Depois de, em 2023, a editora Ghost ter lançado o primeiro volume desta Lisboa Mesma Outra Cidade, Catarina Botelho e David-Alexandre Guéniot sentiram a necessidade de voltar a criar um espaço para que se representasse o lugar de uma forma plural, recorrendo agora aos olhares de Tiago Amorim, Fábio Cunha, Laura Palma, Cristiana Ortiga, Olívia Borges, Cristiana Morais e Diogo Simões e aos textos de Tatiana Salem Levy, Gisela Casimiro e Golgona Anghel. Abriu-se assim uma espécie de balão de oxigénio, "folheável", em que, com tempo, deixamos de ver uma profusão de restaurantes de ramen, lojas de bugigangas, grupos de excursões e alojamentos locais para encontrar a cidade vivida, ou os modos de vida e de trabalho que ela dá.
Relógio
Tiago AmorimRelógio
"Numa cidade cada vez mais imersa num imaginário de postais turísticos, activos imobiliários e visões alienistas — onde o quotidiano de quem a habita tende a desaparecer , Lisboa Mesma Outra Cidade propõe uma outra cartografia", defende a Ghost. Esta é a cidade distante do post instantâneo, junto dos jovens que levam álcool para casa para se divertirem, de quem faz vida nas feiras, de quem testa malabarismos que não apenas o de encontrar uma casa para viver.

"Tenho casa, embora não saiba durante quanto tempo"

"Vivo em Lisboa há dez anos, antes disso estudei e trabalhei aqui, e em Odivelas, Queluz, Quintanilho (Vialonga), uma menção honrosa para a Damaia, e Alverca do Ribatejo. Tenho 40 anos. Vivo com uma amiga, o seu gato e a sua gata. Tenho casa, embora não saiba durante quanto tempo. (...) As Galegas, um tasco no Cais do Sodré, onde apresentei o meu primeiro livro, participei e assisti a tantas leituras poéticas e encenadas, fechou." O excerto é da escritora e activista Gisela Casimiro. Poderia ser de outro lisboeta, como os que nas fotografias de Cristiana Ortiga borram as roupas de tinta branca e constroem casas para os outros ou como os que no "capítulo" "Pagar o Chão", de Fábio Cunha, andam na intermitência de casas partilhadas e manifs pelo direito à habitação.
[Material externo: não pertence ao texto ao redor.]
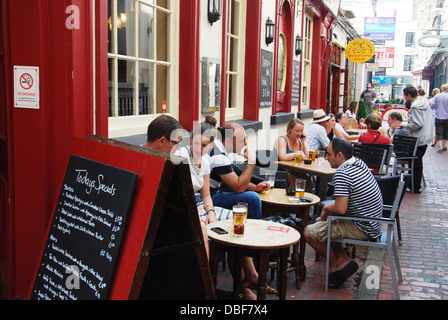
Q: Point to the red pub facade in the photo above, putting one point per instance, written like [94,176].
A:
[108,67]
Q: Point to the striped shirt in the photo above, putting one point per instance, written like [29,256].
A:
[316,136]
[353,179]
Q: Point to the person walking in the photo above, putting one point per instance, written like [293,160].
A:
[440,106]
[356,192]
[369,96]
[420,125]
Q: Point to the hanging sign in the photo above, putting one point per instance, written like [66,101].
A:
[26,87]
[360,50]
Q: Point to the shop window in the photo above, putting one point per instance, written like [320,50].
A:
[140,65]
[282,58]
[408,63]
[307,52]
[235,59]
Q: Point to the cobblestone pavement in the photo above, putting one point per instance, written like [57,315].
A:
[423,254]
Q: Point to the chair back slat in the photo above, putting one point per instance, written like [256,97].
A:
[405,145]
[374,158]
[388,147]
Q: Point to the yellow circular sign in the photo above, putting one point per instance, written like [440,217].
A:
[360,50]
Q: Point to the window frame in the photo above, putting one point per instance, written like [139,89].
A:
[137,122]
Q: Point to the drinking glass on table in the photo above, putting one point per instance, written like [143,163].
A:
[298,156]
[246,209]
[320,157]
[270,178]
[239,219]
[312,155]
[300,187]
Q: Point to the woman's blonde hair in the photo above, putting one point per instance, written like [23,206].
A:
[293,123]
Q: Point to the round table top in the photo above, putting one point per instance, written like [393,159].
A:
[258,234]
[279,197]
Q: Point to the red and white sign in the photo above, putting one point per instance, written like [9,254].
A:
[385,56]
[26,87]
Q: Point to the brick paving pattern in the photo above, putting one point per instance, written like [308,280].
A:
[423,254]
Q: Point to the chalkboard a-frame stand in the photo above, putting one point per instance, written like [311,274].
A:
[161,254]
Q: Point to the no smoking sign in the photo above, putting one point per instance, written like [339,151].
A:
[26,87]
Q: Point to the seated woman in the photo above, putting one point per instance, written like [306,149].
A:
[341,120]
[352,110]
[373,135]
[201,142]
[294,141]
[332,131]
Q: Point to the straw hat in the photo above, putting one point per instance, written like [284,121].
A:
[320,116]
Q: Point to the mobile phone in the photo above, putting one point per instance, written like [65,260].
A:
[219,230]
[305,199]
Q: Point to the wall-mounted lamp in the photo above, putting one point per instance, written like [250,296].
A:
[214,10]
[270,30]
[298,45]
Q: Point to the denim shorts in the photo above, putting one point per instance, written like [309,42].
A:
[340,229]
[442,129]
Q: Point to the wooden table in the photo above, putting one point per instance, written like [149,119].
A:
[323,172]
[276,201]
[258,242]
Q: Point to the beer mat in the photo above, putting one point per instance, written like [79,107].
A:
[279,229]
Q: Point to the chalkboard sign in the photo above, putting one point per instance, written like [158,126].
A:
[266,79]
[86,231]
[295,83]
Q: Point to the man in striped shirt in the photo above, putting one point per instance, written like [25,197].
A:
[356,192]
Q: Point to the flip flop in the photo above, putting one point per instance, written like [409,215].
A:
[253,286]
[337,278]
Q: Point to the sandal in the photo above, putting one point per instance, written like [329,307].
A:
[337,278]
[250,285]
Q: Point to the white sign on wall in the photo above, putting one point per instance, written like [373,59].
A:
[26,87]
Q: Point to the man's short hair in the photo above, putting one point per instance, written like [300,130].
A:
[162,126]
[342,145]
[396,116]
[410,90]
[227,130]
[374,120]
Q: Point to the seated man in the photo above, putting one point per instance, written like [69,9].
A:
[164,134]
[226,186]
[373,135]
[394,121]
[316,132]
[356,192]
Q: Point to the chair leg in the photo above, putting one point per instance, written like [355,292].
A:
[397,219]
[327,259]
[393,255]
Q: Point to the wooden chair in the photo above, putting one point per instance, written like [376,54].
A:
[374,158]
[405,148]
[352,123]
[386,240]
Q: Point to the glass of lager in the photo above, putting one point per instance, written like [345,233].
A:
[298,158]
[300,187]
[313,155]
[239,219]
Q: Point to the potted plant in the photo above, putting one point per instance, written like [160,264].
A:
[362,110]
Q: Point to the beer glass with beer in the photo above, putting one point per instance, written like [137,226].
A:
[239,219]
[270,178]
[298,158]
[320,157]
[300,187]
[246,209]
[313,155]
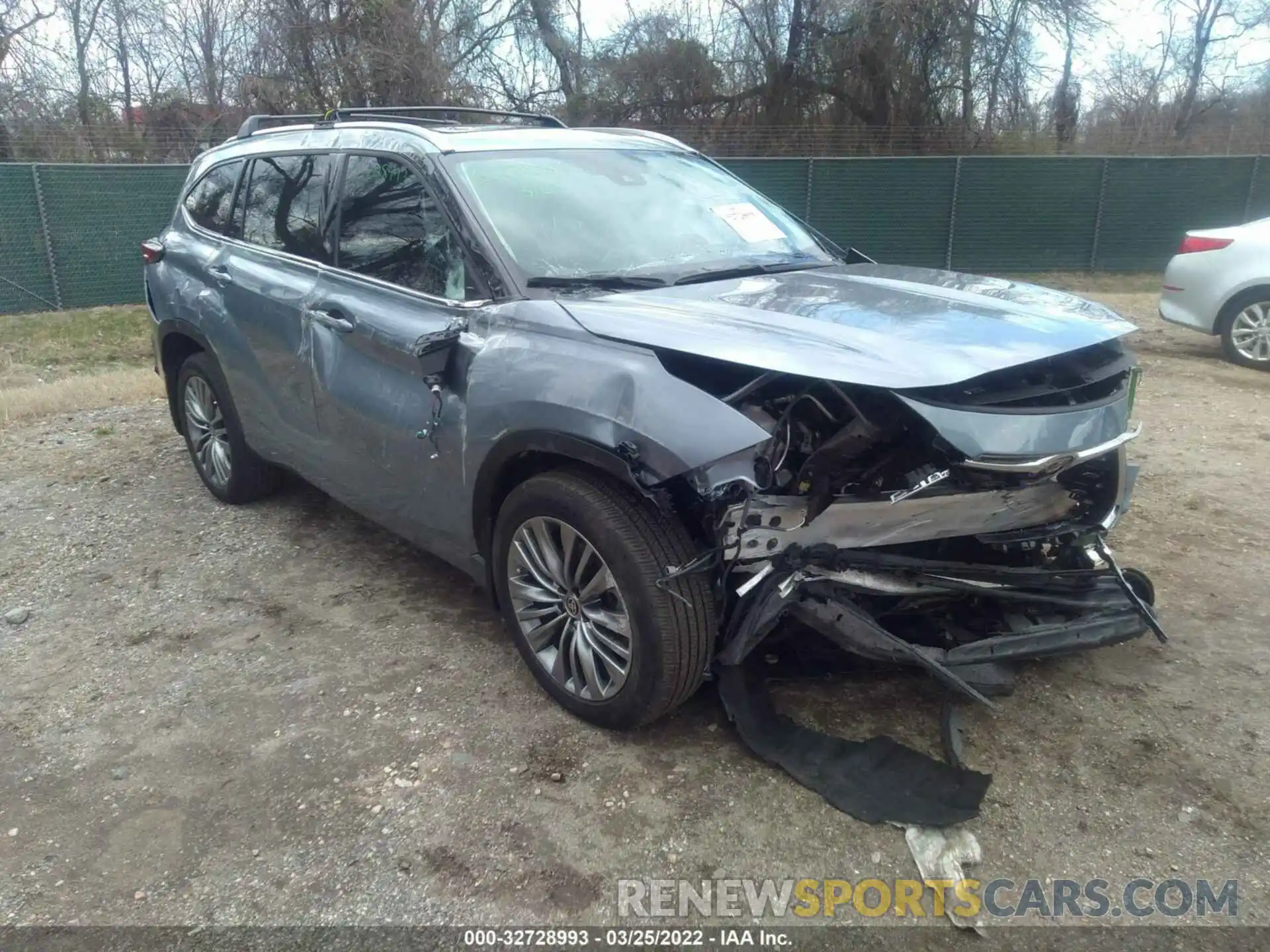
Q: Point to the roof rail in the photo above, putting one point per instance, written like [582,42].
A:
[437,114]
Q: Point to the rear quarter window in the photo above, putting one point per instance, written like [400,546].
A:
[210,202]
[288,205]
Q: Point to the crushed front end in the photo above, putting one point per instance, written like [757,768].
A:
[956,528]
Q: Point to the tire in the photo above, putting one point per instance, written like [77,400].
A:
[1226,328]
[244,476]
[669,640]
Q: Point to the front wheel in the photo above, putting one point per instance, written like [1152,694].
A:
[577,560]
[214,436]
[1245,329]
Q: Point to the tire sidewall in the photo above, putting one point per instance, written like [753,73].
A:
[1227,321]
[647,680]
[202,366]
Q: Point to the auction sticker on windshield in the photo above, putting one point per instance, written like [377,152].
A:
[747,221]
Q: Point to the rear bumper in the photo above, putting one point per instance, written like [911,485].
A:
[1180,313]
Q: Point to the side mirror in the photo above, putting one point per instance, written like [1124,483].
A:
[436,349]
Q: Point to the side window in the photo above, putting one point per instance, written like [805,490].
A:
[392,229]
[210,202]
[287,202]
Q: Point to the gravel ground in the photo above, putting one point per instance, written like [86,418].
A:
[280,714]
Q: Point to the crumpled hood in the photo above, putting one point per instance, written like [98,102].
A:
[870,324]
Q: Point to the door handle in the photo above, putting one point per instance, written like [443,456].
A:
[334,321]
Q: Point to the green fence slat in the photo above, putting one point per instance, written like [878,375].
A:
[784,180]
[893,210]
[1014,214]
[98,216]
[1151,204]
[26,281]
[1259,200]
[1027,215]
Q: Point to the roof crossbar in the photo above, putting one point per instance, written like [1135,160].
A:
[437,114]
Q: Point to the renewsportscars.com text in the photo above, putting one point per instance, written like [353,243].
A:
[1000,899]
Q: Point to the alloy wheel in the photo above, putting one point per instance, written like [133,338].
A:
[207,434]
[570,608]
[1250,332]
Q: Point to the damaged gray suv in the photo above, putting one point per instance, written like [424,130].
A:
[659,416]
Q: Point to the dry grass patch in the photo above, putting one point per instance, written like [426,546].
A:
[40,348]
[85,391]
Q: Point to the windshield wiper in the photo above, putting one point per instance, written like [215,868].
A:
[748,270]
[607,282]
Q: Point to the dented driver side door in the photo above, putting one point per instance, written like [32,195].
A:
[399,277]
[269,280]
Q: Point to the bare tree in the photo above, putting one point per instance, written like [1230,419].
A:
[83,17]
[1209,26]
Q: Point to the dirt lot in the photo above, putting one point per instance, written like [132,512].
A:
[280,714]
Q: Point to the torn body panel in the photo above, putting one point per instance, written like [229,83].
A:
[948,530]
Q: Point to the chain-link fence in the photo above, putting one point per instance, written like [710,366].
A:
[70,234]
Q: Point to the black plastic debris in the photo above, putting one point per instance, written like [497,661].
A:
[878,779]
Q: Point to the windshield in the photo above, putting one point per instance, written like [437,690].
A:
[578,212]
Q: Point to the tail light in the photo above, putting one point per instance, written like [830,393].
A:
[1194,243]
[151,252]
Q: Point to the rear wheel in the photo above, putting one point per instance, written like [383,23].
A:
[214,436]
[1245,329]
[577,560]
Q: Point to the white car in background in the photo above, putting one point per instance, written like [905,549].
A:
[1220,284]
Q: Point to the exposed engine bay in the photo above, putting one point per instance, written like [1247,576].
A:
[958,528]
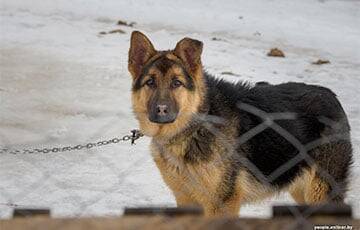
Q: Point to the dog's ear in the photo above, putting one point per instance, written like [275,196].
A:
[141,50]
[189,50]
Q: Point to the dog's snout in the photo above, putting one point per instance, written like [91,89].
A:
[162,110]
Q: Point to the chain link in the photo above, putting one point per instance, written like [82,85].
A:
[135,134]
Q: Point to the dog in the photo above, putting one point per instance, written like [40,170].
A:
[220,145]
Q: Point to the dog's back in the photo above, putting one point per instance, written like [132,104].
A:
[307,134]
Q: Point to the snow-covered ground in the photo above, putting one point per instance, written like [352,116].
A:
[62,83]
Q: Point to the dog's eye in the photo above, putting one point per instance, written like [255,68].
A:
[150,82]
[176,83]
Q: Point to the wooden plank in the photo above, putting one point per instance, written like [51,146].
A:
[168,211]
Também poderia ter sido escrito por quem apanha sol na rua ou na praia, vivendo a cidade, ou por quem se diverte sobre patins, pese embora tudo o resto, como mostra o trabalho de Olívia Borges ("Qual a melhor forma de sentir calor?")
Passagem
Laura PalmaPassagem
Se o uso do espaço público mudou nos últimos 15 anos? Até o dos espaços privados, responde o livro. Não há, ainda assim, imagens totalizantes, homogéneas e redutoras aqui. Lisboa não é só turismo, não são só hotéis, não se resume ao lixo em excesso ou aos buracos no passeio. Podemos imaginar um futuro para a cidade, olhando melhor para ela?